I was having the same problem and just found a solution.
In my case, I had a 250gb hidden folder used by the Mail app filled with what was likely just runaway draft messages. If you use IMAP for a Google or Gmail account, this could be your issue as well.
First, in Mail, delete all the Drafts for that email account. Then, to prevent this in the future, go to the preferences for that account in Mail and change the Mailbox Behavior for Drafts to "On My Mac".
Quit Mail.
Then, use OmniDiskSweeper, free download from the highly reputable OmniGroup, https://www.omnigroup.com/more
After you open from the Finder though. Quit and open it again using Terminal so that it will have permission to look inside hidden folders. In Terminal and type:
sudo /Applications/OmniDiskSweeper.app/Contents/MacOS/OmniDiskSweeper
Then in OmniDiskSweeper, select the drive and click "Sweep"
After the sweep, I was able to drill down through the biggest folders along this path:
[user]/Library/Mail/V5/B83...(long code)/[Gmail].mbox/Drafts.mbox/4D3......(long code)/Data/
Inside that "Data" folder is a set of folders named with a single numeral (e.g., "0").

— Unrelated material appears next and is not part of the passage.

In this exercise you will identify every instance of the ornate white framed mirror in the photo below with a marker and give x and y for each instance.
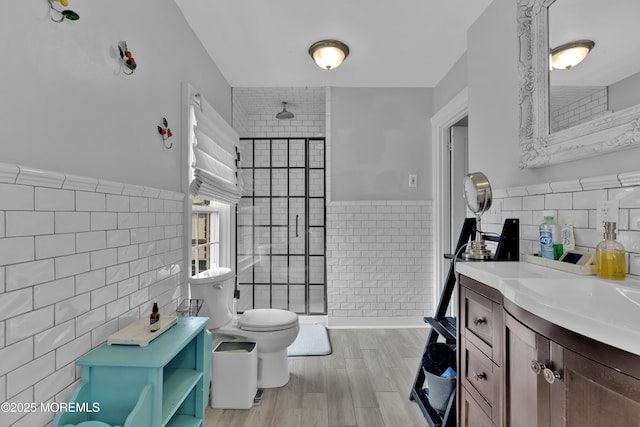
(617, 127)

I think there were nine or ten. And within them, there was 250gb worth of coded files ending in ".emlx" scattered deeply through uncountable more single numeral folders.
To be safe, what I did was open that Data folder in the finder (there's a button in OmniDiskSweeper. Then in the Finder, open each one of the numeral folders which it contained. So I had nine or ten open single numeral folder windows (actually I did it in Finder tabs).
I then selected and trashed the contents of each one of those single numeral folders under Data. Literally millions of .emlx files and their folders.
Once I was done. I re-indexed spotlight via terminal: "sudo mdutil -i on /" waited an hour then restarted. After another hour or two, the Storage graph under About this Mac confirmed it. I had cleared 250gb of space with nothing lost (except maybe some old email drafts).
Hope this helps.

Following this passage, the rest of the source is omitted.